THE EDGE OF SEVENTEEN writer-director Kelly Fremon Craig recognizes that people in general, and teenagers in particular, can get so obsessed with the stuff swirling inside their own heads that they fail to understand what others are dealing with and invite more of the problems on which they fixate. Nadine would likely deny that she’s a narcissist because she isn’t vain, but her self-absorption runs deep. She nurtures her aggrieved feelings and think they make her special, possibly even superior. Nadine clings to a limited and melodramatic worldview that is inward-looking to the point that she blinds herself to the misery she’s generating in her life and those around her. It’s apparent that she’s always been uncomfortable with herself and takes that out on others too.
Nadine is a complicated character, both self-hating and sharply funny, sometimes cruelly so. Steinfeld does a remarkable job of molding the self-involved teen into someone who can be exasperating without snuffing what’s inherently likable about her. She makes her into someone that can be empathized with yet never pitied. When she does something that embarrasses her or who she’s with, her actions evoke laughing and cringing. Nadine has a tendency to be her own worst enemy. Steinfeld doesn’t try to ingratiate herself for the audience’s benefit but inhabits Nadine’s naked neediness and confusion as the natural state of teenage existence.

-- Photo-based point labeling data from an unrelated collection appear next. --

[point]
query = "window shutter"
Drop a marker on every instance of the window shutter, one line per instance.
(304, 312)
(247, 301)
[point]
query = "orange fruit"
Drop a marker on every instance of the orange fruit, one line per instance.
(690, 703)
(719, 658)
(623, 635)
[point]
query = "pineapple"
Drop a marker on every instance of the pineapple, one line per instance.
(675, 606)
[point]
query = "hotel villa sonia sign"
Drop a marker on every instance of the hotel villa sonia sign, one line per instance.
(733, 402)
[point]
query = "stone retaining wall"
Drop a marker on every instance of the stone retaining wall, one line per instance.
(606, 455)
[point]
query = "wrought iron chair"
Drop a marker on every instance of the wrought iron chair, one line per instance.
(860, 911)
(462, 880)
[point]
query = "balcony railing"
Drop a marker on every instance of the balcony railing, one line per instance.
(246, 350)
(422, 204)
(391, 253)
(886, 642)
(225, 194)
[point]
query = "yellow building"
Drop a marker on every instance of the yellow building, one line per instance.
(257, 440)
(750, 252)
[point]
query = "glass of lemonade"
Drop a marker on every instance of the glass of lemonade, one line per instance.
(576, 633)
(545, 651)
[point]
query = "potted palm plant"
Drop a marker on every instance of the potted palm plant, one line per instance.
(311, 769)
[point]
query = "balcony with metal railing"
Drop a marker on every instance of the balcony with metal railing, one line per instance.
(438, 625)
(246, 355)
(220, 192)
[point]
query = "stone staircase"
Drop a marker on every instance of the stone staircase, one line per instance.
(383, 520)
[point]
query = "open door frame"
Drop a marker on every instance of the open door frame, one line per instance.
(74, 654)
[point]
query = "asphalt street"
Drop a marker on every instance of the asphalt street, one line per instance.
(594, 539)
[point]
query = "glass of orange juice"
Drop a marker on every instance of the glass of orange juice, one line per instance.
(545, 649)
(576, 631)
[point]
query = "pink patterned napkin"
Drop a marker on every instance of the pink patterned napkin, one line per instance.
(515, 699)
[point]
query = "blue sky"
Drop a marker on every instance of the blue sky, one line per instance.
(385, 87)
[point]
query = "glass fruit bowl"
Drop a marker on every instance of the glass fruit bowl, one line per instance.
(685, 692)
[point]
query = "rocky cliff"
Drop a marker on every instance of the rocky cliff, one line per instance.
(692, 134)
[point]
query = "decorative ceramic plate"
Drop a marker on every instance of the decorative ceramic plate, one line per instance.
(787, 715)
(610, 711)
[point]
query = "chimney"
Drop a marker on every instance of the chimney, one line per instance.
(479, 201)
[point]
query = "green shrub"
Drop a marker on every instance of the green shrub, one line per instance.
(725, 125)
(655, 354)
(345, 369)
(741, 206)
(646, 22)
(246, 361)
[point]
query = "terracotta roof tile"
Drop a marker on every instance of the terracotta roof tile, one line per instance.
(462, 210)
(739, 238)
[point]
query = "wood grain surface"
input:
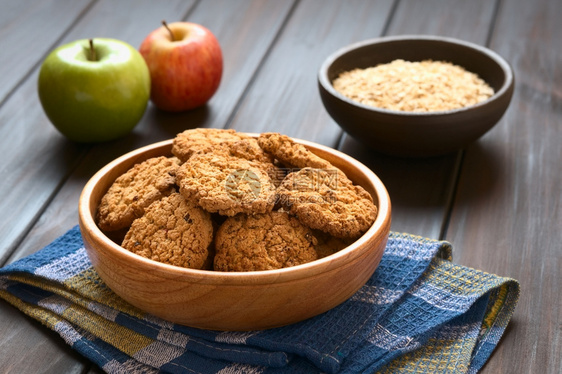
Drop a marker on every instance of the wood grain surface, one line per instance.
(497, 201)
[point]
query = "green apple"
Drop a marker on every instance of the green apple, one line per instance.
(94, 90)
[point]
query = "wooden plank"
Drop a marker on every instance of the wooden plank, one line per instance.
(420, 189)
(20, 23)
(37, 160)
(36, 157)
(260, 20)
(284, 97)
(507, 216)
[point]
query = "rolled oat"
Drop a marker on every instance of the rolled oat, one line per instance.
(424, 86)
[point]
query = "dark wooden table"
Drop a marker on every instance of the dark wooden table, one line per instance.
(498, 201)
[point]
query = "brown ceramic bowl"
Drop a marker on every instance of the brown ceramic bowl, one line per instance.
(237, 300)
(413, 134)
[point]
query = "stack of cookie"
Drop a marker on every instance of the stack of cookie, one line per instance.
(227, 201)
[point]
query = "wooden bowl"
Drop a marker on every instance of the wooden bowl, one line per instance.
(414, 134)
(236, 300)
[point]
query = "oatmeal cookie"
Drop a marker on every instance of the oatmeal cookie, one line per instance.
(218, 141)
(226, 185)
(135, 190)
(173, 231)
(326, 200)
(263, 242)
(290, 153)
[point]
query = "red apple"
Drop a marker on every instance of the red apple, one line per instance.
(185, 64)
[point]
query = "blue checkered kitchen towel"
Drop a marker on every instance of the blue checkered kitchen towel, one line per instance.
(419, 312)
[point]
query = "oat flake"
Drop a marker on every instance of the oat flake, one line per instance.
(425, 86)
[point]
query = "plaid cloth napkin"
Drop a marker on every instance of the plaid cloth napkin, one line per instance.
(418, 313)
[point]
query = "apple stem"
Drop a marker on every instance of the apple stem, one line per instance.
(167, 28)
(92, 51)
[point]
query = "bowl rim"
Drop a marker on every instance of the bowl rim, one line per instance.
(499, 60)
(316, 267)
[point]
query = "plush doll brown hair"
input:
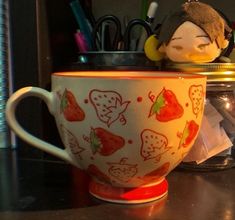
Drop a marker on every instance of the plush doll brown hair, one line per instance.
(194, 32)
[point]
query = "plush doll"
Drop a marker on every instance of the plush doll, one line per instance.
(195, 32)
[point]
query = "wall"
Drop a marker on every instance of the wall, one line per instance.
(132, 8)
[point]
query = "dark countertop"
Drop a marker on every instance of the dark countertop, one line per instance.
(46, 189)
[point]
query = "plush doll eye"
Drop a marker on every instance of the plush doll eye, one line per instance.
(178, 47)
(202, 46)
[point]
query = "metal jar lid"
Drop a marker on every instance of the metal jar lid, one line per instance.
(215, 72)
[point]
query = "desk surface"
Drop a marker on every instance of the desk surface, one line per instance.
(39, 189)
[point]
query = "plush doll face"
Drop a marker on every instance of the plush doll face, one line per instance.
(190, 43)
(193, 32)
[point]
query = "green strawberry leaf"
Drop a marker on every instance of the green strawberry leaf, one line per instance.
(184, 136)
(95, 141)
(158, 104)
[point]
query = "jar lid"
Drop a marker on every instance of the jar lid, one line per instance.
(214, 71)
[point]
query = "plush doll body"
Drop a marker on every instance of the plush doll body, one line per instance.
(195, 32)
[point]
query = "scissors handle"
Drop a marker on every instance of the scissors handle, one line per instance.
(131, 24)
(117, 35)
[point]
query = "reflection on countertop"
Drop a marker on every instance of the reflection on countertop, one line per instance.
(46, 189)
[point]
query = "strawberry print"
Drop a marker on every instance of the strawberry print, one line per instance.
(105, 142)
(93, 170)
(122, 171)
(196, 95)
(109, 106)
(70, 108)
(153, 144)
(72, 142)
(155, 175)
(166, 106)
(190, 131)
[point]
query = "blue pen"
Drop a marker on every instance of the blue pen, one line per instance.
(82, 21)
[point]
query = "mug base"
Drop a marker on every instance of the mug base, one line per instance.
(143, 194)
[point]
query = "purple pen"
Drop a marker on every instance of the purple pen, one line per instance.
(81, 41)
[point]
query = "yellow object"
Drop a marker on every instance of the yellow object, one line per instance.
(150, 49)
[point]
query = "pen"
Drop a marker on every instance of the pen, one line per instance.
(149, 19)
(82, 21)
(81, 42)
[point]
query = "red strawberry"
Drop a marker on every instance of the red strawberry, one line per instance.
(166, 106)
(108, 105)
(190, 131)
(93, 170)
(105, 142)
(70, 108)
(196, 95)
(123, 171)
(153, 144)
(158, 173)
(72, 142)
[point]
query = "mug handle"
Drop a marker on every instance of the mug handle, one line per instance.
(48, 98)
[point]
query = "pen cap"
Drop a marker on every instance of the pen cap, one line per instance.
(151, 12)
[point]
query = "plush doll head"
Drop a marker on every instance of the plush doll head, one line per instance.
(195, 32)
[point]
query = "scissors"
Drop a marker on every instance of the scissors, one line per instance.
(119, 41)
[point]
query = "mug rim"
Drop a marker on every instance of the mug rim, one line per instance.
(110, 74)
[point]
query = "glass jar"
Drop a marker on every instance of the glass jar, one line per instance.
(220, 95)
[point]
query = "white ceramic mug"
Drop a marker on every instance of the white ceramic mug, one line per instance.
(127, 129)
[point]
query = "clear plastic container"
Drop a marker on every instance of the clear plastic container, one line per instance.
(221, 96)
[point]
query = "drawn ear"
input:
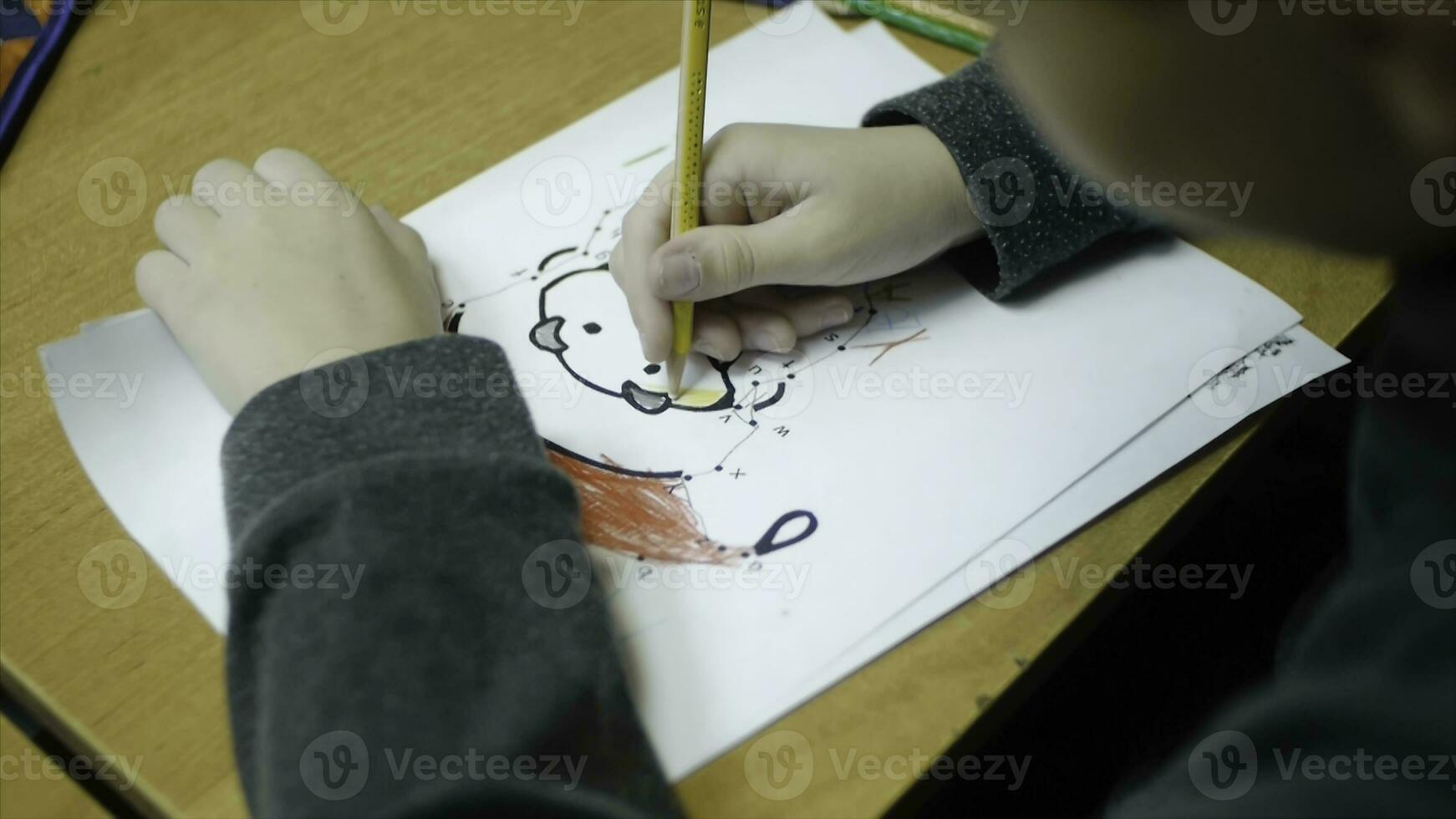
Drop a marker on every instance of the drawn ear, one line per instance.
(547, 335)
(645, 400)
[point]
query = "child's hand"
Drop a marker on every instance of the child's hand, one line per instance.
(797, 207)
(278, 268)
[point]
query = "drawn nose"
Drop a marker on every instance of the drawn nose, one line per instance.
(645, 400)
(547, 335)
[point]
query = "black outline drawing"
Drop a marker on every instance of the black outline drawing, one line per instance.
(763, 392)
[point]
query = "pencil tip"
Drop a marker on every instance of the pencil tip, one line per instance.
(675, 375)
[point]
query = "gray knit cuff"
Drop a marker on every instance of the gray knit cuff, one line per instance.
(1026, 198)
(440, 394)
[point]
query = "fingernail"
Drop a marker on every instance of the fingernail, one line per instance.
(767, 342)
(679, 275)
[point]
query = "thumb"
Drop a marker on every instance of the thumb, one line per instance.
(718, 261)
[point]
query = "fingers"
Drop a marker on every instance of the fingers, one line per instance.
(644, 230)
(718, 261)
(186, 226)
(766, 331)
(810, 313)
(286, 166)
(651, 314)
(162, 280)
(766, 320)
(404, 237)
(715, 335)
(223, 185)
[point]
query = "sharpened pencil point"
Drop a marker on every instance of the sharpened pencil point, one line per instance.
(675, 374)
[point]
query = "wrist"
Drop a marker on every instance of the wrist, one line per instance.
(948, 196)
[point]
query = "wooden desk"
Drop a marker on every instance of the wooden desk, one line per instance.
(402, 108)
(37, 789)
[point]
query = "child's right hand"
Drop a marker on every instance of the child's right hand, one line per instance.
(788, 206)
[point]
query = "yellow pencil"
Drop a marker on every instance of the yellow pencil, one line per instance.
(692, 100)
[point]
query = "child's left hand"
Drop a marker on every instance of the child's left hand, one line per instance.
(276, 269)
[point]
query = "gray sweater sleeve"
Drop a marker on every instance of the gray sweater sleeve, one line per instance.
(414, 630)
(1028, 201)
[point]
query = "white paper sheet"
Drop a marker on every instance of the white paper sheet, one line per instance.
(1263, 377)
(914, 447)
(902, 489)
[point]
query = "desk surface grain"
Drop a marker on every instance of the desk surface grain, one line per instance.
(404, 106)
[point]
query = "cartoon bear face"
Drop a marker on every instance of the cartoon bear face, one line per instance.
(586, 323)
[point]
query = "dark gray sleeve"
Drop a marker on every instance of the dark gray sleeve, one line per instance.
(1032, 207)
(408, 633)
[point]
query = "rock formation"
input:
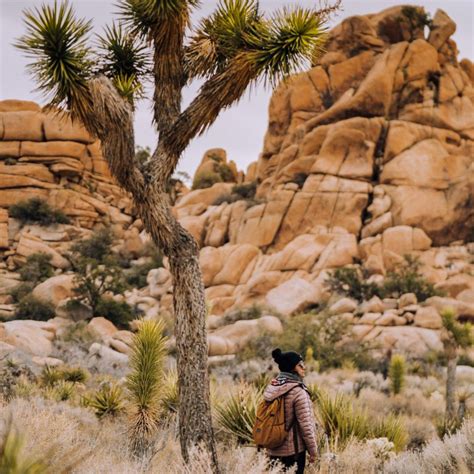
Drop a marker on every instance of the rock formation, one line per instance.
(368, 157)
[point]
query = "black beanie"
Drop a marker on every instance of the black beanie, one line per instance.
(286, 361)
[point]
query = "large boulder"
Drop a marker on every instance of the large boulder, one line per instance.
(55, 289)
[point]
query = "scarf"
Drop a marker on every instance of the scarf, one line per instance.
(288, 377)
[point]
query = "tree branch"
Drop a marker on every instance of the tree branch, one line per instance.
(111, 120)
(218, 93)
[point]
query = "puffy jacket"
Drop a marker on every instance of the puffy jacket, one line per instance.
(299, 409)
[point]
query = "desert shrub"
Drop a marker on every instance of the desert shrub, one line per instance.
(328, 335)
(417, 17)
(236, 415)
(253, 312)
(245, 190)
(97, 272)
(74, 374)
(341, 423)
(118, 312)
(61, 391)
(407, 279)
(206, 179)
(144, 383)
(21, 290)
(106, 401)
(30, 307)
(37, 268)
(396, 373)
(38, 211)
(352, 282)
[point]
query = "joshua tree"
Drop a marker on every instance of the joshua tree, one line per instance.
(231, 50)
(455, 335)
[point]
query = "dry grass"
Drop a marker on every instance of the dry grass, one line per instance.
(65, 433)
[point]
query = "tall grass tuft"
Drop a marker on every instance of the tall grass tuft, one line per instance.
(144, 383)
(12, 456)
(396, 372)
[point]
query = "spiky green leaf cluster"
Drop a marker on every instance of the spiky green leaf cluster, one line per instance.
(144, 17)
(146, 363)
(123, 58)
(106, 401)
(274, 47)
(462, 333)
(57, 42)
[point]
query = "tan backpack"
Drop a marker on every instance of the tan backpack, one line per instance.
(269, 429)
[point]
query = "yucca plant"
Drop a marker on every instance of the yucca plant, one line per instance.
(340, 421)
(106, 401)
(232, 49)
(236, 415)
(396, 373)
(144, 383)
(50, 376)
(455, 335)
(13, 459)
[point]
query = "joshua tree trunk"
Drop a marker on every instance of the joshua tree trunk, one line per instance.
(112, 122)
(451, 385)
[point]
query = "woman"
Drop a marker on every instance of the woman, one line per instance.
(299, 417)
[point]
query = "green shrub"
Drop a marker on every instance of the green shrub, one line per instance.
(396, 373)
(144, 383)
(253, 312)
(136, 276)
(106, 401)
(36, 210)
(236, 416)
(206, 179)
(21, 290)
(97, 271)
(118, 312)
(33, 308)
(406, 279)
(96, 247)
(352, 282)
(341, 423)
(37, 268)
(328, 335)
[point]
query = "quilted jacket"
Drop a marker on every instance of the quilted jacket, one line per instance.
(298, 410)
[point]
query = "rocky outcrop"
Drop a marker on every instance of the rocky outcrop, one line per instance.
(368, 157)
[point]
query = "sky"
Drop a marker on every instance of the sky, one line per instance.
(240, 129)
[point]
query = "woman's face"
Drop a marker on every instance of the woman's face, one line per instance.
(300, 369)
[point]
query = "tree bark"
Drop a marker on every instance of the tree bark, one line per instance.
(194, 415)
(451, 385)
(112, 122)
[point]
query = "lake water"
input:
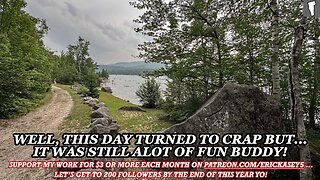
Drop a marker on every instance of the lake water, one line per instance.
(125, 86)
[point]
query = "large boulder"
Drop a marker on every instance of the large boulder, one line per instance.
(92, 102)
(102, 121)
(235, 109)
(114, 128)
(106, 89)
(131, 108)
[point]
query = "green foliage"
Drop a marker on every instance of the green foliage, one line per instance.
(149, 93)
(207, 43)
(78, 119)
(104, 74)
(25, 67)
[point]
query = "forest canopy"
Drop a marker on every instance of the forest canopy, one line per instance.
(27, 68)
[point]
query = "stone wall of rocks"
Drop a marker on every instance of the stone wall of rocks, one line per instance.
(101, 120)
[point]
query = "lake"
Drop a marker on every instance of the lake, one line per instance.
(125, 86)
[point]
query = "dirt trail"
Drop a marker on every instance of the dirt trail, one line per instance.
(45, 119)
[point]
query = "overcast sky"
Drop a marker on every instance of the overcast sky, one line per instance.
(107, 24)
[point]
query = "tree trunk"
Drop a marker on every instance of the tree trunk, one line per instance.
(314, 95)
(297, 109)
(276, 89)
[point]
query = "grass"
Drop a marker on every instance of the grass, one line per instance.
(46, 99)
(78, 119)
(131, 121)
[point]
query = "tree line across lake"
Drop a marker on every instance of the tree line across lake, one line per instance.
(203, 44)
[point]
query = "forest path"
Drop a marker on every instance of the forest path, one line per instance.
(45, 119)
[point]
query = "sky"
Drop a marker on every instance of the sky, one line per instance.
(107, 24)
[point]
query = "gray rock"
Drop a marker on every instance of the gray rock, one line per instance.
(102, 121)
(99, 129)
(234, 109)
(131, 108)
(114, 128)
(102, 112)
(97, 106)
(106, 89)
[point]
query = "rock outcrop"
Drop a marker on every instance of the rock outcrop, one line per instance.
(234, 109)
(106, 89)
(131, 108)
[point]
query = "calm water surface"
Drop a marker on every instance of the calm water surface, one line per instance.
(125, 86)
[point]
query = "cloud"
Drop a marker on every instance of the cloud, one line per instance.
(107, 24)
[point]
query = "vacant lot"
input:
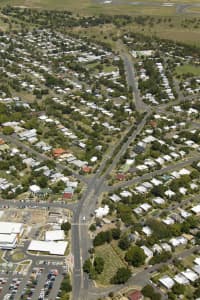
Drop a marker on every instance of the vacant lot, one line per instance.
(185, 69)
(112, 263)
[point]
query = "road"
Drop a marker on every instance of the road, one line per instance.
(39, 156)
(95, 187)
(153, 174)
(132, 78)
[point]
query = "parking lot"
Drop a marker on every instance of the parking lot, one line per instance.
(42, 281)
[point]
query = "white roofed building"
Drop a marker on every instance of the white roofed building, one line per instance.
(55, 235)
(50, 247)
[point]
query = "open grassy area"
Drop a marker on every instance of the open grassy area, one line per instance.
(94, 7)
(1, 253)
(112, 263)
(18, 256)
(185, 69)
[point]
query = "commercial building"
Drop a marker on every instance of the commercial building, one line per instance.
(49, 247)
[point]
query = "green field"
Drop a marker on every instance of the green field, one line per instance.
(185, 69)
(93, 7)
(112, 263)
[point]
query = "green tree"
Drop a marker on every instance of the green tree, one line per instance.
(7, 130)
(122, 275)
(116, 232)
(178, 289)
(66, 226)
(124, 243)
(99, 264)
(135, 256)
(148, 291)
(87, 266)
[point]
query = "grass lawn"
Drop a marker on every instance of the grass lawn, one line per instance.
(112, 263)
(185, 69)
(18, 256)
(1, 253)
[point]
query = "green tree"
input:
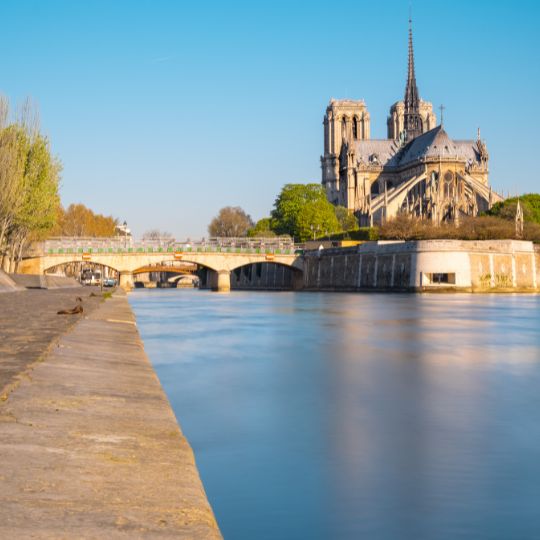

To that end, Nadine’s interactions with Mr. Bruner go a long way in humanizing her and gaining perspective. To someone overhearing parts of their conversations in the hallway, the teacher’s sarcastic give-and-take with his emotional student might sound grossly insensitive. It’s funny and at least a little alarming when THE EDGE OF SEVENTEEN opens with him brushing off her intention to commit suicide, but the more we come to know about how they talk to one another, the more his dry humor in serious conversations is how he’s able to signal that he cares without getting touchy-feely, which neither of them seem oriented toward being. THE EDGE OF SEVENTEEN doesn’t dismiss what Nadine is going through as a phase, but through Mr. Bruner it is capable of taking the long view to relate to her anxiety and know that in time she can get past it.